Opinião
Foi por isso que venci
"Nunca fui um talento. Fui sempre muito trabalhadora", comentou Inês Henriques ao sagrar-se campeã do mundo dos 50 quilómetros marcha, no domingo em Londres. Mas Inês Henriques não está só.
O senso comum conta histórias de atletas e profissionais excepcionais, os Ronaldos e Mozarts deste mundo, de génios nascidos para o que fazem. Mas a investigação científica indica outra realidade: não é conhecido nenhum caso de altíssima performance que tenha escapado a muitos e muitos anos de trabalho, exigente e focado em melhorar.

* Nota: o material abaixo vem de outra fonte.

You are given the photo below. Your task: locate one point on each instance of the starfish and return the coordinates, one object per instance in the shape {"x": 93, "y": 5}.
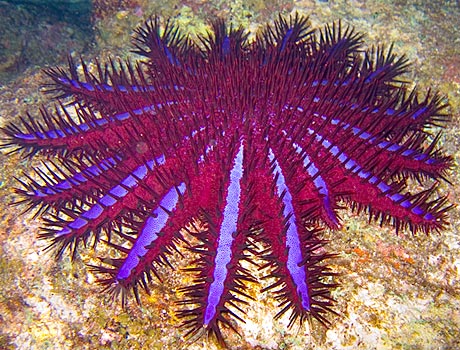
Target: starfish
{"x": 239, "y": 150}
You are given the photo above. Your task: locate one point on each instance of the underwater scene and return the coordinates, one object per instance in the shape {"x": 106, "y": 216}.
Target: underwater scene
{"x": 229, "y": 174}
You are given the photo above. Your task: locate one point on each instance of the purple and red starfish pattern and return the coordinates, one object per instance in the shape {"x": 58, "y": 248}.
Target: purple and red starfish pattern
{"x": 260, "y": 142}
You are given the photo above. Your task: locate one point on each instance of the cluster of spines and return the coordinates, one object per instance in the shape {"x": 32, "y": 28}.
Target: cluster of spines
{"x": 130, "y": 99}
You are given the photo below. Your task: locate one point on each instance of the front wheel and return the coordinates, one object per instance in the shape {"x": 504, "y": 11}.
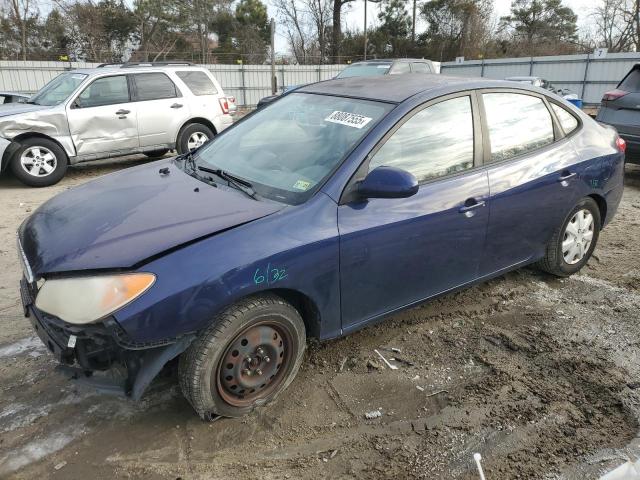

Ter jeito e gostar do que fazemos, evidentemente, ajuda. Treinamos mais, conseguimos bons resultados, motivamo-nos e praticamos mais ainda. Mas é só nesta última fase, quando praticamos mais do que os outros, quando continuamos a esforçar-nos além do bom, que as coisas excepcionais podem começar a acontecer.
Não é preciso ser-se "genial" para se ser o melhor do mundo, sugere o investigador Anders Ericsson na obra recente "Peak: Secrets from the New Science of Expertise". Pode mesmo ser vantajoso não ter vantagens à partida. Por exemplo, um estudo sobre xadrezistas de topo mundial concluiu que os melhores jogadores não são quem tem um QI - quociente de inteligência - mais elevado. Jogadores com QI medianos chegam às posições de topo e jogadores com QI elevados ficavam-se pelo meio da tabela. O facto é que muitos dos jogadores que não têm QI altos sentem que têm uma desvantagem e por isso esforçam-se mais, treinam mais horas, tentam inovar e acabam por vencer.
"Nunca fui um talento", disse Inês Henriques. Podia ter acrescentado, "foi por isso que venci."